While in the short term, hard-pressed Afghan farmers should be allowed to sell their opium to the government rather than only to the many criminal elements that continue to infest it or to the Taliban. We don’t have to smoke the stuff once we have purchased it: It can be burned or thrown away or perhaps more profitably used to manufacture the painkillers of which the United States currently suffers a shortage. (As it is, we allow Turkey to cultivate opium poppy fields for precisely this purpose.) Why not give Afghanistan the contract instead? At one stroke, we help fill its coffers and empty the main war chest of our foes while altering the “hearts-and-minds” balance that has been tipping away from us.

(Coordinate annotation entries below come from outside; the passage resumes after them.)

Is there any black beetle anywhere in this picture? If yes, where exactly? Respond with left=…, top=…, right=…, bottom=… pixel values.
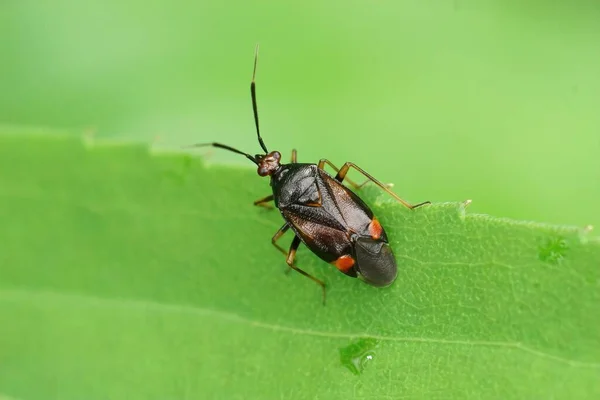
left=190, top=46, right=430, bottom=302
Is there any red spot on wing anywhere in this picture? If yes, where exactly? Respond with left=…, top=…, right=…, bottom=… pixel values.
left=332, top=255, right=354, bottom=272
left=369, top=217, right=383, bottom=240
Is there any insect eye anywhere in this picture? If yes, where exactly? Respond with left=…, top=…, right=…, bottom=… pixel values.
left=256, top=165, right=269, bottom=176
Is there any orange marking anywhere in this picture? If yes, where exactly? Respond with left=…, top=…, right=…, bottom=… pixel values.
left=332, top=255, right=354, bottom=272
left=369, top=217, right=383, bottom=240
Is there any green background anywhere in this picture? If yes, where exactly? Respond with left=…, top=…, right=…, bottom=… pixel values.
left=0, top=0, right=600, bottom=226
left=0, top=0, right=600, bottom=399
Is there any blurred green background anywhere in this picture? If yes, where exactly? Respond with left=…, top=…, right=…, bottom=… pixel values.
left=0, top=0, right=600, bottom=225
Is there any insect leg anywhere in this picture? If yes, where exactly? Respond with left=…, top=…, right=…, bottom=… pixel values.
left=286, top=236, right=326, bottom=305
left=335, top=162, right=431, bottom=209
left=317, top=158, right=369, bottom=189
left=254, top=194, right=273, bottom=208
left=271, top=223, right=290, bottom=257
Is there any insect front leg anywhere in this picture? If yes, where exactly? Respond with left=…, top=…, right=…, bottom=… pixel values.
left=254, top=194, right=273, bottom=209
left=271, top=223, right=290, bottom=256
left=328, top=162, right=431, bottom=209
left=317, top=158, right=360, bottom=190
left=286, top=236, right=326, bottom=305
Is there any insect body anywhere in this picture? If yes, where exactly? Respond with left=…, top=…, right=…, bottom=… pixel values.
left=193, top=46, right=429, bottom=301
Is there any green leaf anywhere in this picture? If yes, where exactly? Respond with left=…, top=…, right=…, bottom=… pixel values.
left=0, top=130, right=600, bottom=399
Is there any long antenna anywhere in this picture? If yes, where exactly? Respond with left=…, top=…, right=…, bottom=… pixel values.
left=184, top=142, right=258, bottom=165
left=250, top=43, right=269, bottom=153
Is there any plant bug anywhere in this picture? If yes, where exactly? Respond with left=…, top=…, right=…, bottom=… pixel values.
left=189, top=45, right=430, bottom=303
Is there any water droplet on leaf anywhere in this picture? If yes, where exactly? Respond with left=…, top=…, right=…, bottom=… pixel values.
left=538, top=236, right=569, bottom=264
left=340, top=338, right=379, bottom=375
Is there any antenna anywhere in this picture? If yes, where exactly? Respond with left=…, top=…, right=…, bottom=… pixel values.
left=184, top=142, right=258, bottom=165
left=250, top=43, right=269, bottom=153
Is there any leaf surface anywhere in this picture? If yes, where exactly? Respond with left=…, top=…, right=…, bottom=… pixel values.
left=0, top=134, right=600, bottom=399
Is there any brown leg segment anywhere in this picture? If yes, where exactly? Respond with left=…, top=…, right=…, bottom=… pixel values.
left=286, top=236, right=326, bottom=305
left=254, top=194, right=273, bottom=209
left=317, top=158, right=369, bottom=190
left=325, top=160, right=431, bottom=209
left=271, top=223, right=290, bottom=257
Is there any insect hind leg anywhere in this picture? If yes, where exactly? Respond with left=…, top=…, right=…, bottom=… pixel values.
left=325, top=160, right=431, bottom=209
left=286, top=236, right=327, bottom=305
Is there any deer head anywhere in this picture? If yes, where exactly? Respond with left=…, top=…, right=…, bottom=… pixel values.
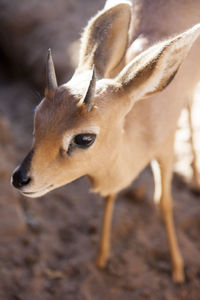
left=12, top=1, right=200, bottom=197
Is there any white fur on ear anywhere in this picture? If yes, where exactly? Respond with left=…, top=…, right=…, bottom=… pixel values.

I happen to know that this option has been discussed at quite high levels in Afghanistan itself, and I leave you to guess at the sort of political constraints that prevent it from being discussed intelligently in public in the United States. But if we ever have to have the melancholy inquest on how we “lost” a country we had once liberated, this will be one of the places where the conversation will have to start.

 I couldn’t agree more.  Hitchens is  right on the last point but I don’t see why this couldn’t be carried out covertly.  And just to be clear I had no idea that Hitchens would be writing this on October 6 when I posted the same thing on October 5th.   In fact,  I have long argued (and have a paper trail to prove it) that the drug trade everywhere could  easily be disrupted and destroyed by the US government if it wanted to disrupt the economic supply and demand chain.   Major High-Five to Friday_in-Cairo for passing this along.